Cloud native ML pipelines using Kubeflow
Kubeflow pipelines + Argo workflows on Kubernetes
Kubeflow is now GA with certain components are stable, while others are still beta. Based on my experience trying some of the features so far, Kubeflow could provide a full-fledged cloud native ML solution.
Most cloud providers (GCP, Azure, AWS, IBM etc.) are actively contributing to Kubeflow.
Coming to the Kubeflow components, the central dashboard covers only some of the components and it’s still a work in progress.
Kubeflow pipelines + Argo has the potential to be a game changer
For me, the most interesting component is the pipelines. The pipelines component uses Agro as the workflow Orchestrator. Argo itself has four options Argo Workflows, Argo Events, Argo CD, Argo Rollouts. Additionally, Argo has better UI and API integration than Airflow, which makes a difference where Airflow is found lacking.

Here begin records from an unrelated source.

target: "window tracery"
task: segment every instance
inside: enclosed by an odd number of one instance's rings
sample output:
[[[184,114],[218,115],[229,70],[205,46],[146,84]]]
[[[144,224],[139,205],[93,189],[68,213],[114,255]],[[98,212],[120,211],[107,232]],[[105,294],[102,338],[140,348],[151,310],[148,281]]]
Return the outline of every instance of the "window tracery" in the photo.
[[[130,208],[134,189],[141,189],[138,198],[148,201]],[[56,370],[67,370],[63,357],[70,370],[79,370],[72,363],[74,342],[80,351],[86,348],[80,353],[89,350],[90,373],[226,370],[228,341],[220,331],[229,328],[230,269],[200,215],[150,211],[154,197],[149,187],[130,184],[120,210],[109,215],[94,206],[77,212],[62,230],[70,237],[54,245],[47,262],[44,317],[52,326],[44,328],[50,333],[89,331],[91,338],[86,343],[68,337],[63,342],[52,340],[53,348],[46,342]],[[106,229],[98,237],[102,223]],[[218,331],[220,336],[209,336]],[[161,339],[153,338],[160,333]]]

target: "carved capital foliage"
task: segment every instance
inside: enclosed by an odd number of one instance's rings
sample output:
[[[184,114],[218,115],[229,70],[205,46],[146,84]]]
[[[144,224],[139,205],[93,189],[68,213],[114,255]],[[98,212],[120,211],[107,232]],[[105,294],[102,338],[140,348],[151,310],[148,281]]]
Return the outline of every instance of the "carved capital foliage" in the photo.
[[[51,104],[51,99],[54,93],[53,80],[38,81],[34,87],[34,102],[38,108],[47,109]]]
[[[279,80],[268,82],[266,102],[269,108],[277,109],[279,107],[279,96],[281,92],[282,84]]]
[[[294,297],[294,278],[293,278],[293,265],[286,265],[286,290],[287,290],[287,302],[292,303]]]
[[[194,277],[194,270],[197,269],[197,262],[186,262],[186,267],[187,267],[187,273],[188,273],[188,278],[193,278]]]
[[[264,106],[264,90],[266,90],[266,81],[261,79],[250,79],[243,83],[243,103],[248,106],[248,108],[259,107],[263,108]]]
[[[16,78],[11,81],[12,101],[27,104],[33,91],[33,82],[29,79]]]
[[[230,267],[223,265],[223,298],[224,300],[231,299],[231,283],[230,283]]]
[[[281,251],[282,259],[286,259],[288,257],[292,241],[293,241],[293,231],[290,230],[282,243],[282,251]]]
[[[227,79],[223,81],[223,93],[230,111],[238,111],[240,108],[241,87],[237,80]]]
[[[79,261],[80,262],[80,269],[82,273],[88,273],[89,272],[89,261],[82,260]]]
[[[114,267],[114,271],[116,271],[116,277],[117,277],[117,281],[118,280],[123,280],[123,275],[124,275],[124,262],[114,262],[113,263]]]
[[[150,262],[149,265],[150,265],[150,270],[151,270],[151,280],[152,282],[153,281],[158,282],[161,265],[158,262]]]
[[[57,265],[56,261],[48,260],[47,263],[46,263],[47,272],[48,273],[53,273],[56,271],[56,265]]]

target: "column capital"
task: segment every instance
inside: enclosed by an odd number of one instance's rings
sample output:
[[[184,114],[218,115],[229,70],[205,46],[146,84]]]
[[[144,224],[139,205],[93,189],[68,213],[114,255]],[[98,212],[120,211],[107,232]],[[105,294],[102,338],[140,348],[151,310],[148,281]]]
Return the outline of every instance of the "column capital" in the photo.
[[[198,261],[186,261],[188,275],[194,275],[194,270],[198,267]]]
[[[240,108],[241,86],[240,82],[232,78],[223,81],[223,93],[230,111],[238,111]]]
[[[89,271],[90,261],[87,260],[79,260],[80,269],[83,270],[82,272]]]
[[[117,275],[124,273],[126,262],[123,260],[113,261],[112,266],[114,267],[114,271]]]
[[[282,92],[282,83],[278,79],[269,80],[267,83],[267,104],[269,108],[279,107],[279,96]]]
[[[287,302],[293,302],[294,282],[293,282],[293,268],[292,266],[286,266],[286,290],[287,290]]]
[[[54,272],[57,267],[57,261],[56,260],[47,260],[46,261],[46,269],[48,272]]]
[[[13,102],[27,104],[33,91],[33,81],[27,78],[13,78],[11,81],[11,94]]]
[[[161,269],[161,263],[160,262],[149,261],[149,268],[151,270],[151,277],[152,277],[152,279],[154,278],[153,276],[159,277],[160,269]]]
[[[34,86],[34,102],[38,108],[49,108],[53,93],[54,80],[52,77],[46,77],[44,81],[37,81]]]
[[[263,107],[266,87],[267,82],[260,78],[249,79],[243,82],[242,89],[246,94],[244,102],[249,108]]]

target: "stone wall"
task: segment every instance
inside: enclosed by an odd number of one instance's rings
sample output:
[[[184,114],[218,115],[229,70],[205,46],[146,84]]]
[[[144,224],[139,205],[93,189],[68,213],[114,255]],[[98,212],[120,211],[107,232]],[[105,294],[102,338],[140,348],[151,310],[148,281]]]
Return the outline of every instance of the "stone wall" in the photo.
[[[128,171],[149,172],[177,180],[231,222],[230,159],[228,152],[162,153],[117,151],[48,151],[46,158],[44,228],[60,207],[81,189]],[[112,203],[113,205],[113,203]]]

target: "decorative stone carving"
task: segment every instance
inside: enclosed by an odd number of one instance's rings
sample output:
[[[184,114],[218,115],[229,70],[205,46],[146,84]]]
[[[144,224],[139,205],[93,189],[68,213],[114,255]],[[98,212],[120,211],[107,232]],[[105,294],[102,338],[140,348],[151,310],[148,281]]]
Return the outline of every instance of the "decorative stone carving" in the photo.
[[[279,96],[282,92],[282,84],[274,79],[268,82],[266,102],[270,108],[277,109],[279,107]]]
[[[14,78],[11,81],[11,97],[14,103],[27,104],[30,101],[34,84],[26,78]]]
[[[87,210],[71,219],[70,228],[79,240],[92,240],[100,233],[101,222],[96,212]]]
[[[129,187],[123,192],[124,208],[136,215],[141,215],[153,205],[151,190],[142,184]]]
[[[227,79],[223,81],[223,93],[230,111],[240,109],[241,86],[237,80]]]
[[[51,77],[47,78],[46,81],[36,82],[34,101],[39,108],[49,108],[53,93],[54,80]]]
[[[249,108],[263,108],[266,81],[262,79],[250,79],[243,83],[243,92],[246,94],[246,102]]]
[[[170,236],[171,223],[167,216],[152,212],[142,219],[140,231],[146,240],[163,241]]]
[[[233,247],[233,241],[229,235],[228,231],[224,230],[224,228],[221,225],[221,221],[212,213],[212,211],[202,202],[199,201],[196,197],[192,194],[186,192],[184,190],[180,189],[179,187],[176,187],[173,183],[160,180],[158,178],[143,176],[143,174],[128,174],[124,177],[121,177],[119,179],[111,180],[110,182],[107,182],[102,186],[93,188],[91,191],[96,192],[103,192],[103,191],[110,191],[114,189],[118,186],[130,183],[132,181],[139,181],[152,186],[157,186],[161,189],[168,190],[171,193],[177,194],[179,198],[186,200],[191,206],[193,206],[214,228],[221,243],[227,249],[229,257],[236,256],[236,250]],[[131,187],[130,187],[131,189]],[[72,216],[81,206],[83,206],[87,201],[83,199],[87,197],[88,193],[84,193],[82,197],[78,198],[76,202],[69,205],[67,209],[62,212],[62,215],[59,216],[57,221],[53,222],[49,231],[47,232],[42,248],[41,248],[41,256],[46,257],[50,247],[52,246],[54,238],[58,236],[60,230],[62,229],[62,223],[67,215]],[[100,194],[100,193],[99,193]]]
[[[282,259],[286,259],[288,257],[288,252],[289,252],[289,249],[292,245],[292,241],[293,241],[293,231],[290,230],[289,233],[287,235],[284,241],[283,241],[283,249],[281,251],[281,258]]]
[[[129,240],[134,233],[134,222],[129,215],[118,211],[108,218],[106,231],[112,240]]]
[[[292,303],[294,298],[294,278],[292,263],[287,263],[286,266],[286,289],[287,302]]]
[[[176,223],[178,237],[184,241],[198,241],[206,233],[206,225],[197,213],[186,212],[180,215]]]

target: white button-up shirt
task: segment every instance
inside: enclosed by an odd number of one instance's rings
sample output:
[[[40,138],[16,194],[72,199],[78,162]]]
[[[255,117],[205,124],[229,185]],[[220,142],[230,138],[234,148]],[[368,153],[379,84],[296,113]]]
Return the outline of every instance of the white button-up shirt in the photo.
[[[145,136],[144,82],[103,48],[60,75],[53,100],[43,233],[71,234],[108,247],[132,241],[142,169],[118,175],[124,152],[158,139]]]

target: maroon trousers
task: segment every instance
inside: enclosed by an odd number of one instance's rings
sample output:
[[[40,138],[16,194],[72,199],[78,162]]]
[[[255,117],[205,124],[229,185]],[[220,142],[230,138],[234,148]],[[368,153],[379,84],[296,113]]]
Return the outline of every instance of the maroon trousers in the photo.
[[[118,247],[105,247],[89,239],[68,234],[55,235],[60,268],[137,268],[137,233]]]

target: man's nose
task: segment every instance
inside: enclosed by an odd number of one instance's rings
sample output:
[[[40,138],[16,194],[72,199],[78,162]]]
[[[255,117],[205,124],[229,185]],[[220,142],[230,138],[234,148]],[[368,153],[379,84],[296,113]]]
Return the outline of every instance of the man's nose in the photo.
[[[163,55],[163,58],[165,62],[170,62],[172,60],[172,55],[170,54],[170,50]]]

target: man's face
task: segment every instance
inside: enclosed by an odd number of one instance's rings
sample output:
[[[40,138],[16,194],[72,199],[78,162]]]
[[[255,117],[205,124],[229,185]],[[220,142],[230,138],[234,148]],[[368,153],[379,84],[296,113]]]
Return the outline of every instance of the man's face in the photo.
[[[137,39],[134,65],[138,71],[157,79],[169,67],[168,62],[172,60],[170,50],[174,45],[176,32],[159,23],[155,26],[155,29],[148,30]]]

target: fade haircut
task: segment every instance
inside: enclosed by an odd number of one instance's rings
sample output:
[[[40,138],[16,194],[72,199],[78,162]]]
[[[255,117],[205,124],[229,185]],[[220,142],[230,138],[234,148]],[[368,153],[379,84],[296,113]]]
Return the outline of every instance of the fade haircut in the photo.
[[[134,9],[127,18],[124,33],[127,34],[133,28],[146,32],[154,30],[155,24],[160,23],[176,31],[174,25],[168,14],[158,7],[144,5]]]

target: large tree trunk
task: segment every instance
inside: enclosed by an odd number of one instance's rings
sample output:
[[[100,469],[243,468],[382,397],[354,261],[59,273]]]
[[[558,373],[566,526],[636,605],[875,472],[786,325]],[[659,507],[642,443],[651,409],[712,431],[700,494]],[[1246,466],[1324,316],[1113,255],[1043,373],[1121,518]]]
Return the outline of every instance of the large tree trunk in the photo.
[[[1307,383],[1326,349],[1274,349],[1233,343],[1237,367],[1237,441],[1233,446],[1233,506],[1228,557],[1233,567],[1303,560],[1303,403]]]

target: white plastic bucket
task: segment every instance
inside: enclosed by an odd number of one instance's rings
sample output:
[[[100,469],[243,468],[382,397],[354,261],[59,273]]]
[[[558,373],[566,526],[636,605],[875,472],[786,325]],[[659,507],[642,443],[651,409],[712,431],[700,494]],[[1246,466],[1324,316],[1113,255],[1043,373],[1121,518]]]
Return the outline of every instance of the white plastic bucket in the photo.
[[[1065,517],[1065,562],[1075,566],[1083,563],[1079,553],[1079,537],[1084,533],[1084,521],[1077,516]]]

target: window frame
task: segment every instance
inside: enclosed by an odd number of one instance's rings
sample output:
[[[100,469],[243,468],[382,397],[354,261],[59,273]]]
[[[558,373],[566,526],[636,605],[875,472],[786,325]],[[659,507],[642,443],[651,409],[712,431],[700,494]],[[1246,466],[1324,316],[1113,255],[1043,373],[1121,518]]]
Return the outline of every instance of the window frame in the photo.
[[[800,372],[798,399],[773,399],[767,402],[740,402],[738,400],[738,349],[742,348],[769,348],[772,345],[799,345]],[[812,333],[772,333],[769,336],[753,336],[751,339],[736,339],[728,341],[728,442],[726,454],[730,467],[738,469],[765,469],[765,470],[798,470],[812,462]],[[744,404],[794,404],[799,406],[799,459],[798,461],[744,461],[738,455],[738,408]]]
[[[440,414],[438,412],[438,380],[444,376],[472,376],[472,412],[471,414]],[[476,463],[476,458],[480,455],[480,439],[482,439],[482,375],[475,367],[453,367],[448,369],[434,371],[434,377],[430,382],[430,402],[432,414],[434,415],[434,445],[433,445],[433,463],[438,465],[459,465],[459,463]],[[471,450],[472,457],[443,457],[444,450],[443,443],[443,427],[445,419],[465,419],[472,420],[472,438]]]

Kubeflow pipelines samples code is currently closely tied to GCP. As it’s based on kubernetes, it should be relatively easy to setup this on AWS, Azure and OpenShift.
You can create your own pipelines or re-use the pipelines created by others. To create a pipeline you need to use the pipelines SDK . You can version your pipelines as well.
Experiments and Runs
You can schedule your serving/experiments/runs (cron format) or just do one-off runs. There is Kubeflow Pipelines API as well, which could potentially be integrated with Argo event triggers (Kafka, AWS SNS/SQS, File watcher etc.) and Argo rollouts (Blue/Green, Canary etc.). All the information about pipelines, experiments, runs is stored in metadata (no additional setup is required) and there is an API server for metadata.
The pipeline could be a simple data preparation or featurization process or a very complex ML pipeline (A/B testing, parallel experiments, automated recursive serving etc.)
There is another update coming soon in end of June, which is expected to enhance the pipelines component.
Summary after initial trail run : Kubeflow has the potential to super charge and democratize the whole Machine Learning industry. From enterprises to startups to research organizations could benefit from this opensource initiative.